Purpose of review: Low-grade gliomas present vexing management issues for neuro-oncologists. The relatively long survival compared to other brain tumors makes consideration of treatment toxicity, and thus timing of potentially damaging interventions such as surgery, radiation, and chemotherapy, crucial. Moreover, the rarity of these tumors makes clinical trials to ascertain optimal care challenging.

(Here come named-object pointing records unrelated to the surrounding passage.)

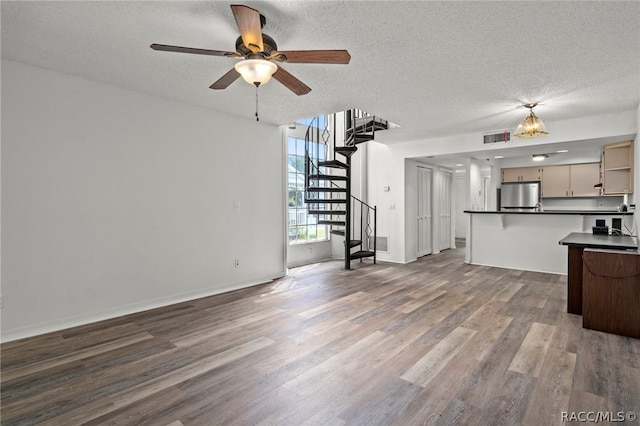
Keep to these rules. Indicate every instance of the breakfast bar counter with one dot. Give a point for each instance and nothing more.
(528, 240)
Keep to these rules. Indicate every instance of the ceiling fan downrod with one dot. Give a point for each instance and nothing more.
(257, 83)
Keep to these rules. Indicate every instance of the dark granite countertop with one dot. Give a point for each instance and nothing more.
(551, 212)
(583, 239)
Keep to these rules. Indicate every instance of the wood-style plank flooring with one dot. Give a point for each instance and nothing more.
(433, 342)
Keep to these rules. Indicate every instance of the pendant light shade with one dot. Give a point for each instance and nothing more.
(531, 126)
(256, 71)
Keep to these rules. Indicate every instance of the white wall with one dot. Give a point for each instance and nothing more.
(115, 201)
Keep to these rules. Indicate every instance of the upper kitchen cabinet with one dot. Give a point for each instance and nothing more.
(617, 165)
(521, 174)
(570, 180)
(556, 181)
(583, 179)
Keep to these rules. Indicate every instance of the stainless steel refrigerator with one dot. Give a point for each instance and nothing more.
(519, 195)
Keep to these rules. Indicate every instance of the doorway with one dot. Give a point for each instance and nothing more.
(444, 217)
(424, 212)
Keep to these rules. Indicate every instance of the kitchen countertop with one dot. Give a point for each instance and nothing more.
(584, 239)
(551, 212)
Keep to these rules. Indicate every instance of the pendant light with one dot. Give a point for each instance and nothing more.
(531, 126)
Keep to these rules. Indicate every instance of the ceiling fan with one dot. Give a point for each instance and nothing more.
(259, 52)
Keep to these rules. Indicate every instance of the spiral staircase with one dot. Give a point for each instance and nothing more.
(328, 184)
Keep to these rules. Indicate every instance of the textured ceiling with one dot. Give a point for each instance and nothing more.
(434, 68)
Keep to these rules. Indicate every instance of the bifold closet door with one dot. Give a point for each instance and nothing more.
(424, 212)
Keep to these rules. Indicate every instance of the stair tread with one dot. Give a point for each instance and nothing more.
(362, 253)
(328, 212)
(331, 222)
(325, 189)
(327, 177)
(333, 163)
(324, 200)
(347, 151)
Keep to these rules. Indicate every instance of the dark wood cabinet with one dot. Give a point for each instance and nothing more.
(611, 292)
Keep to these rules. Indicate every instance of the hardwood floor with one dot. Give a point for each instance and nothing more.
(433, 342)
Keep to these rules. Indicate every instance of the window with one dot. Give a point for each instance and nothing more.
(302, 227)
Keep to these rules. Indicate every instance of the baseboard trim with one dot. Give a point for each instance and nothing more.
(80, 320)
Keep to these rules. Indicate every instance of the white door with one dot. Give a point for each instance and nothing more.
(460, 189)
(444, 219)
(424, 211)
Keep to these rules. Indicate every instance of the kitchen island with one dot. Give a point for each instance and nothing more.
(528, 240)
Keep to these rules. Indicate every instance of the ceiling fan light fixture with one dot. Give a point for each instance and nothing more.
(256, 71)
(531, 126)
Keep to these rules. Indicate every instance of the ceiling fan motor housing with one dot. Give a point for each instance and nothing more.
(268, 43)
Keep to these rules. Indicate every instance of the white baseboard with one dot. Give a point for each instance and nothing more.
(75, 321)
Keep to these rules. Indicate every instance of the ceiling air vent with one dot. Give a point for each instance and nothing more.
(503, 136)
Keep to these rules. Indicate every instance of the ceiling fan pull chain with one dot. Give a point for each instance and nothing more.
(257, 84)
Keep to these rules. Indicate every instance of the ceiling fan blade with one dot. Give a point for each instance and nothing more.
(224, 81)
(180, 49)
(290, 82)
(316, 56)
(248, 21)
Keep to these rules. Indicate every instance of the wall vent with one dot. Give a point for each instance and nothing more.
(382, 244)
(504, 136)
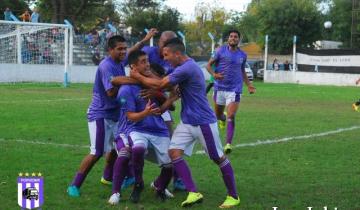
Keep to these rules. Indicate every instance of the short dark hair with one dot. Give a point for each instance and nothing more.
(157, 69)
(134, 56)
(234, 31)
(111, 44)
(175, 44)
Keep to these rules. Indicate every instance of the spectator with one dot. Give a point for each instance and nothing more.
(7, 14)
(35, 16)
(276, 65)
(25, 17)
(287, 66)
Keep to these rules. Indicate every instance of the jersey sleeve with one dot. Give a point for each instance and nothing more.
(127, 99)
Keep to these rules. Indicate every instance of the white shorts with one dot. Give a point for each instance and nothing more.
(157, 147)
(102, 132)
(166, 116)
(226, 97)
(185, 136)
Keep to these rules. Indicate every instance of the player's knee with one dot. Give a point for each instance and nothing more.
(174, 154)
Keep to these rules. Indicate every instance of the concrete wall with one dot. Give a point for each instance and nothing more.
(45, 73)
(313, 78)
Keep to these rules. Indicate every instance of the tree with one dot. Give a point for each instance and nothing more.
(340, 16)
(140, 14)
(282, 19)
(209, 18)
(84, 12)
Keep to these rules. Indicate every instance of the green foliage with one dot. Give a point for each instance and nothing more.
(340, 16)
(282, 19)
(16, 6)
(142, 14)
(84, 13)
(209, 18)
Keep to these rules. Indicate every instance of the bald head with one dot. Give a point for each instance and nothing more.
(165, 36)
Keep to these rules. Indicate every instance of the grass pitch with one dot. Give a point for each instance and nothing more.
(317, 171)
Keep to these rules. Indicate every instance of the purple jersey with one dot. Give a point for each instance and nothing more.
(103, 106)
(195, 108)
(231, 64)
(131, 101)
(153, 54)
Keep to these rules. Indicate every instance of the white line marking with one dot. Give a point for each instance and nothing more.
(44, 100)
(257, 143)
(292, 138)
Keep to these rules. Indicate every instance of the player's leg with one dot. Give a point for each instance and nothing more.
(219, 107)
(160, 146)
(138, 154)
(180, 140)
(97, 140)
(233, 102)
(210, 139)
(121, 167)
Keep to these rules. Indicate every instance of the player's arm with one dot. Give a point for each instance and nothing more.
(249, 84)
(149, 82)
(141, 43)
(211, 70)
(122, 80)
(150, 109)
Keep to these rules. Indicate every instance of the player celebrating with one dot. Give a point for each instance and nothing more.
(103, 112)
(198, 121)
(229, 77)
(155, 55)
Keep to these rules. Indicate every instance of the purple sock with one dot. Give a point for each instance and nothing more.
(79, 179)
(120, 170)
(138, 153)
(108, 171)
(230, 130)
(223, 117)
(184, 173)
(228, 177)
(165, 177)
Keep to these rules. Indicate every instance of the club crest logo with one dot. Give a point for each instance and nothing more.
(30, 190)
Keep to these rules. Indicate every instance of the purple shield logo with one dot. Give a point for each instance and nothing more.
(30, 190)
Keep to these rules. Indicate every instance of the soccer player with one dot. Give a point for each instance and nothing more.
(148, 129)
(229, 77)
(198, 121)
(155, 55)
(103, 112)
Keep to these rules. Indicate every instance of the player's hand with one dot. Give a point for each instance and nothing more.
(151, 108)
(152, 32)
(135, 74)
(251, 89)
(218, 76)
(148, 93)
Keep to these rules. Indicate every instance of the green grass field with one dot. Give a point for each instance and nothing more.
(317, 171)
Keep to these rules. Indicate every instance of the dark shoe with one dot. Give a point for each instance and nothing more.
(135, 195)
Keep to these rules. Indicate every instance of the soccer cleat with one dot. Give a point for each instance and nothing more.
(73, 191)
(105, 182)
(230, 202)
(167, 192)
(179, 185)
(355, 108)
(128, 181)
(227, 148)
(193, 197)
(135, 195)
(114, 199)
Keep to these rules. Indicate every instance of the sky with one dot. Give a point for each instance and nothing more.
(186, 7)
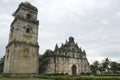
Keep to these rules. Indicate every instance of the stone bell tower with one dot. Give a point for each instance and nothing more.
(21, 57)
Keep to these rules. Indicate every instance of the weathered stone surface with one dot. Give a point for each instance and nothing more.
(21, 58)
(69, 58)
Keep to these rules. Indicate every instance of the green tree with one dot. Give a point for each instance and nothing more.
(1, 64)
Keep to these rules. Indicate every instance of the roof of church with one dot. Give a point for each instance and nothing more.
(69, 46)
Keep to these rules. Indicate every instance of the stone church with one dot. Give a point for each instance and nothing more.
(22, 52)
(67, 59)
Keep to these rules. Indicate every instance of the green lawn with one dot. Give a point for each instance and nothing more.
(66, 78)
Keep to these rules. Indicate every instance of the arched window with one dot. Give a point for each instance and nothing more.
(28, 16)
(27, 30)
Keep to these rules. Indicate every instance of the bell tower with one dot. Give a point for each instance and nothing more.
(21, 57)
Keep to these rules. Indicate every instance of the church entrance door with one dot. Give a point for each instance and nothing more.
(74, 70)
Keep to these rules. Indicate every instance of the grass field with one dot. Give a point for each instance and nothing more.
(66, 78)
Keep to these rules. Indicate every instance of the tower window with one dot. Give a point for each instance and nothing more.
(28, 16)
(27, 30)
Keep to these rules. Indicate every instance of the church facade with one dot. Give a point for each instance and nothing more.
(67, 59)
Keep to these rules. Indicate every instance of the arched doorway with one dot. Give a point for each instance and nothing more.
(74, 70)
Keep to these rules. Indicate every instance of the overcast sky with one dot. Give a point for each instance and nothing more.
(95, 25)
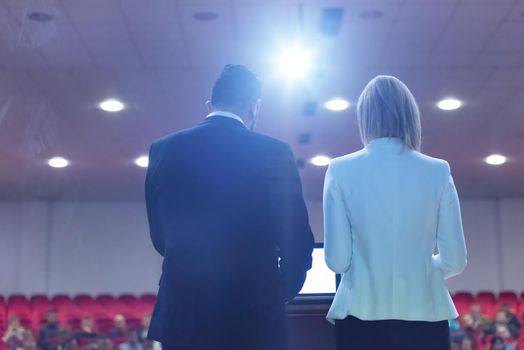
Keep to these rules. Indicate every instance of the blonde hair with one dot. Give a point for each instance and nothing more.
(386, 108)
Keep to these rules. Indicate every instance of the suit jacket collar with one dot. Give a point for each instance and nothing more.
(223, 121)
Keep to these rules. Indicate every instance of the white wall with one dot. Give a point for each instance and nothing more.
(104, 247)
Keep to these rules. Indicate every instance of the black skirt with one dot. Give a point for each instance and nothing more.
(355, 334)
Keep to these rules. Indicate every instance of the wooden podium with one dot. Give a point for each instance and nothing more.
(308, 327)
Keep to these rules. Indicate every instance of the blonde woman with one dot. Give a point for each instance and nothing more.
(386, 208)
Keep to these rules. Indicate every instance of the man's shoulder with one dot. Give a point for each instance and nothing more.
(268, 142)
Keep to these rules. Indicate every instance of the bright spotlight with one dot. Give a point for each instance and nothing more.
(58, 162)
(295, 63)
(111, 105)
(449, 104)
(495, 159)
(142, 161)
(337, 104)
(320, 160)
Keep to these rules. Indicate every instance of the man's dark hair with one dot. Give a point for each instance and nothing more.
(236, 87)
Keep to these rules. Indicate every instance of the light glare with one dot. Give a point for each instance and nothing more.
(495, 159)
(111, 105)
(449, 104)
(337, 104)
(58, 162)
(142, 161)
(320, 160)
(295, 63)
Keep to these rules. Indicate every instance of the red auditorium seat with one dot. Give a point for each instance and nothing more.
(520, 311)
(61, 299)
(129, 299)
(17, 299)
(39, 304)
(148, 299)
(487, 302)
(463, 301)
(510, 299)
(105, 299)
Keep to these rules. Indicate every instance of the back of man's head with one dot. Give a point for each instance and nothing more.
(236, 88)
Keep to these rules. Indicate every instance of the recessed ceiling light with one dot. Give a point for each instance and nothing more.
(41, 17)
(58, 162)
(111, 105)
(495, 159)
(371, 14)
(142, 161)
(205, 16)
(337, 104)
(449, 104)
(320, 160)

Recent findings: The discovery that most low-grade gliomas harbor isocitrate dehydrogenase (IDH) mutations that confer a favorable prognosis has improved diagnosis and risk stratification of these tumors. Although Level 1 evidence is still lacking, increasing data support the concept of maximal safe tumor debulking as a first step in tumor management. Preliminary results from a large randomized trial suggest chemotherapy is of comparable effectiveness to radiation therapy for one molecular subtype of low-grade glioma. Importantly, however, the final results of a phase 3 trial comparing radiation with or without procarbazine, CCNU (lomustine), and vincristine (PCV) chemotherapy indicate a large survival advantage to combined chemotherapy and radiation, raising questions about using chemotherapy alone as an initial treatment strategy.
Summary: While the combination of radiation and PCV provides the best proven overall survival with low-grade gliomas, important questions remain. These include whether the better-tolerated temozolomide is as effective as PCV in conjunction with radiation therapy and whether the use of initial chemotherapy as a strategy to defer the potential delayed cognitive toxicity associated with radiation will yield acceptable survival results with a favorable toxicity profile.